Table 3 Association of tRNA-GlyGCC-5 expression, sRESE expression and bi-sesncRNAs signature RSP with demographic and clinicopathological characteristics of the CHSUMC cohort When the ESCC patients in the ATH cohort were divided into high-RSP or low-RSP groups using the above-defined cutoff value (− 0.436), Kaplan-Meier analysis revealed that compared to those with low-RSP the patients with high-RSP have shorter OS (Fig. 3D, HR = 2.06, 95%CI 1.23–3.46, p = 0.005) and PFS (Fig. 3H, HR = 2.05, 95%CI 1.21–3.46, p = 0.006), suggesting that bi-sesncRNA-derived high RSP can serve as an indicator for good prognosis of ESCC. The multivariate COX regression analysis indicates that the histological differenciation, bi-sesncRNA signature RSP and TNM stage were independent prognostic factors for OS and PFS of both CHSUMC and ATH cohorts (Table 4 and S2).
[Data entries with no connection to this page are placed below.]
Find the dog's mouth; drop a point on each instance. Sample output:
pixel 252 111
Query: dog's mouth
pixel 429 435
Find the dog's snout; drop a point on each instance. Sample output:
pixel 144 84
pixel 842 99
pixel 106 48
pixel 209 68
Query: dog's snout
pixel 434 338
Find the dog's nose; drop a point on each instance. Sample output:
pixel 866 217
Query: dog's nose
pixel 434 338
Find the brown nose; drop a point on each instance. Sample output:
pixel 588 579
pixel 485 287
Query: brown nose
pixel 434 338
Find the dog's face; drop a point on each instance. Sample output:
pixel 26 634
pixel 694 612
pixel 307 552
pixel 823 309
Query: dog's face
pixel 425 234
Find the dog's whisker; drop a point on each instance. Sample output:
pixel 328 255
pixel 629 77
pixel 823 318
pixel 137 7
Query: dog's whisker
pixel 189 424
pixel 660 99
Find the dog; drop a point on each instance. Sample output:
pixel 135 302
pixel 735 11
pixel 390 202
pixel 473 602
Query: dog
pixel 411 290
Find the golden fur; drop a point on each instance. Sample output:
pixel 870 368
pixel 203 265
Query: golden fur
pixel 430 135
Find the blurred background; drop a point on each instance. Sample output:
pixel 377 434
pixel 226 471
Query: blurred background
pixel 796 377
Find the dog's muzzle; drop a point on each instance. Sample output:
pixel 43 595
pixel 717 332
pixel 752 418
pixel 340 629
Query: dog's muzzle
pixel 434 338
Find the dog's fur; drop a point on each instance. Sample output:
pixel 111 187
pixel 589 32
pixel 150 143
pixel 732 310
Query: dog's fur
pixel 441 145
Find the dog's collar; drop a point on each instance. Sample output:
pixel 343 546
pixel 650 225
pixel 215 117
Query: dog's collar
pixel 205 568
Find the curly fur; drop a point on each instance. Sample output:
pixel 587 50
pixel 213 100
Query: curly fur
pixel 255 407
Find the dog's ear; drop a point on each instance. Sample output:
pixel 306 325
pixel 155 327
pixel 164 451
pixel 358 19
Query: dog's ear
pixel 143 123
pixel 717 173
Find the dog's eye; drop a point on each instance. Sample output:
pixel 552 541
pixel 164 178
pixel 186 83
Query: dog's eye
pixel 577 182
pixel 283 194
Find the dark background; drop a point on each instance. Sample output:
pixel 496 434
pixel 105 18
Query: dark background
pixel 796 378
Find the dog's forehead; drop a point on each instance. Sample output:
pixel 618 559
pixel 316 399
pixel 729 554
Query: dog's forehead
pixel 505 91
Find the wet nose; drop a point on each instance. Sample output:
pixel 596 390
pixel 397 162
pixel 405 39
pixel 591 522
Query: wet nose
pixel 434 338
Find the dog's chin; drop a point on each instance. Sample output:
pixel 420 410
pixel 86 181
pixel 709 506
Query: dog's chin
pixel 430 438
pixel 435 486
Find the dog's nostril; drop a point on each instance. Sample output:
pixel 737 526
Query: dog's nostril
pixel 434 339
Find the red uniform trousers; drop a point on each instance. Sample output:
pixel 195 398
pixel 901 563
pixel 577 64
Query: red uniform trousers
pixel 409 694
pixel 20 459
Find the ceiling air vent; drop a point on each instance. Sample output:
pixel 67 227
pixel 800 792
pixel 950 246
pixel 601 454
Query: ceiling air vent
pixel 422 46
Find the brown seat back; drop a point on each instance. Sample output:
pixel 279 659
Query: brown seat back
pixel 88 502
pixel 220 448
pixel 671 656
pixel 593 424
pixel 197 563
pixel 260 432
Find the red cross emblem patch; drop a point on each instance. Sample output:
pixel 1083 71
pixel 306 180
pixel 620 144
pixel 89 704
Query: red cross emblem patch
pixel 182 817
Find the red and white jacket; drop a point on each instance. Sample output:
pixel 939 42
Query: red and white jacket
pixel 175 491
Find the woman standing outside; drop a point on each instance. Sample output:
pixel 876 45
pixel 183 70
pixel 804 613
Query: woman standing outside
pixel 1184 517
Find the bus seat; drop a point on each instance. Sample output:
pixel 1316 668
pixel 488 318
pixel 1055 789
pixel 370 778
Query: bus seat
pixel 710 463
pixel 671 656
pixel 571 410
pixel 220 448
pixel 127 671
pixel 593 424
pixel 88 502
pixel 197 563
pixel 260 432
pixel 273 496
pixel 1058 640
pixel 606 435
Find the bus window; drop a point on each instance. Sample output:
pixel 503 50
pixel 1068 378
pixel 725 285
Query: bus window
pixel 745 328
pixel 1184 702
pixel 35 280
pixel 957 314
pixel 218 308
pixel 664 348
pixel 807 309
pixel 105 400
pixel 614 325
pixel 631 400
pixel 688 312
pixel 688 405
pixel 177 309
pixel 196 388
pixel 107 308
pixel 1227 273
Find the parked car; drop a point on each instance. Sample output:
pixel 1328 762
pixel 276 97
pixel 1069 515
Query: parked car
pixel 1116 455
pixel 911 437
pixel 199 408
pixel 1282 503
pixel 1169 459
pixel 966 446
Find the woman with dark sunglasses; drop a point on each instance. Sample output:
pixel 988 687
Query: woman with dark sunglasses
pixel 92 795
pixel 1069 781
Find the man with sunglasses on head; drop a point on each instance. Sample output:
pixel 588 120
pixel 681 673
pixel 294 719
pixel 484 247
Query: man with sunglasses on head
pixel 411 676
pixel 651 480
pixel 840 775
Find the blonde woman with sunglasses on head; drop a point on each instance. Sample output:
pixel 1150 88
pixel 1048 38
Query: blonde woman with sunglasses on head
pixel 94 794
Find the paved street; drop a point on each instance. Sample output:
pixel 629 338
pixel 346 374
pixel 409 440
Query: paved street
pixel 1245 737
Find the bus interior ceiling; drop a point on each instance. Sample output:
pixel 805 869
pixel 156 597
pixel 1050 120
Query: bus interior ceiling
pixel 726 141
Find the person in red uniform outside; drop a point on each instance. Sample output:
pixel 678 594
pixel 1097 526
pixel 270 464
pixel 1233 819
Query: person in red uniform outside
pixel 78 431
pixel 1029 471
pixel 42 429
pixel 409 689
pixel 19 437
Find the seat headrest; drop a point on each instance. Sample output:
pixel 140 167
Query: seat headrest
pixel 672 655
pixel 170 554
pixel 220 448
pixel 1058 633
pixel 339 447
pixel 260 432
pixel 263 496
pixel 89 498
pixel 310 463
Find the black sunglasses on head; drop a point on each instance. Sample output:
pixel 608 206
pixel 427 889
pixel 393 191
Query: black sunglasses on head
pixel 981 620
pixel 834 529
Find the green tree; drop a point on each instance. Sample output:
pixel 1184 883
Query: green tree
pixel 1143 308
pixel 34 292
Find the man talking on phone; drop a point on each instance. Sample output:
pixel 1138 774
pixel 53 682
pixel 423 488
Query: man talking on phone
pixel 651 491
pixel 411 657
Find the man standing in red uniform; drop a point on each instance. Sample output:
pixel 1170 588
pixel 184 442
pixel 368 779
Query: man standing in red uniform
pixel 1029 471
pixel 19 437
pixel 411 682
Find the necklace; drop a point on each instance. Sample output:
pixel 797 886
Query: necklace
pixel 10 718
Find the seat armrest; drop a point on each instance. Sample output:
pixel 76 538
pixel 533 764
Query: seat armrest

To seek more precise prediction for an individual ESCC patient’s survival while controlling for TNM stage and histological differentiation, a nomogram prediction model was established based on multivariate regression analysis (Fig. 4A). The 3-year-OS were predicted well in both CHSUMC cohort (Fig. 4B, C-index = 0.718) and ATH cohort (Fig. 4C, C-index = 0.711). These findings collectively demonstrated that the bi-sesncRNA signature RSP could serve as an independent predictor for the clinical outcomes of ESCC.
Table 4 Univariate and multivariate Cox proportional hazards analyses of survival in ESCC patients of CHSUMC cohort Prediction of benefit of adjuvant therapy
We next examined the instructive role of the bi-sesncRNA signature RSP in postoperative adjuvant treatment. Using the above-established cutoff value (− 0.436) of bi-sesncRNA-derived RSP, patients were stratified into high-RSP and low-RSP groups to retrospectively analyze the effect of adjuvant therapy on ESCC clinical outcomes. In the CHSUMC cohort, 54 ESCC patients with high RSP and 41 ESCC patients with low RSP received adjuvant therapy. When the Kaplan-Meier survival analysis was stratified by the bi-sesncRNA signature RSP, we found that adjuvant therapy was associated with an improved OS (Fig. 5A, HR 0.47, 95%CI 0.29–0.77; p = 0.002) and PFS (Fig. 5E, HR 0.36, 95%CI 0.21–0.62; p < 0.001) in patients with high-RSP but not those with low-RSP value (Fig. 5B&F, OS: HR 0.62, 95%CI 0.22–1.77; p = 0.370; PFS: HR 1.06, 95%CI 0.44–2.51; p = 0.903). Similar findings were observed in the ATH cohort (High-RSP patients, OS: HR 0.28, 95%CI 0.12–0.70; p = 0.003; PFS: HR 0.32, 95%CI 0.13–0.78; p = 0.008. Low-RSP patients, OS: HR 0.71, 95%CI 0.32–1.58; p = 0.403; PFS: HR 1.05, 95%CI 0.49–2.27; p = 0.898.), in which 55 of the140 patients received adjuvant therapy (Fig. 5C-D and G-H). To avoid the influence of the bias of clinicopathological characteristics of patients with or without adjuvant therapy, χ2 test was performed and no significantly difference was found in these two groups (Tables S3 and S4). The results of this analysis suggested that only the ESCC patients with high bi-sesncRNA signature RSP might benefit from adjuvant therapy to improve their PFS and OS. Therefore, the bi-sesncRNA signature RSP might be a potential tool to predict which pre-operative patients might benefit from adjuvant therapy.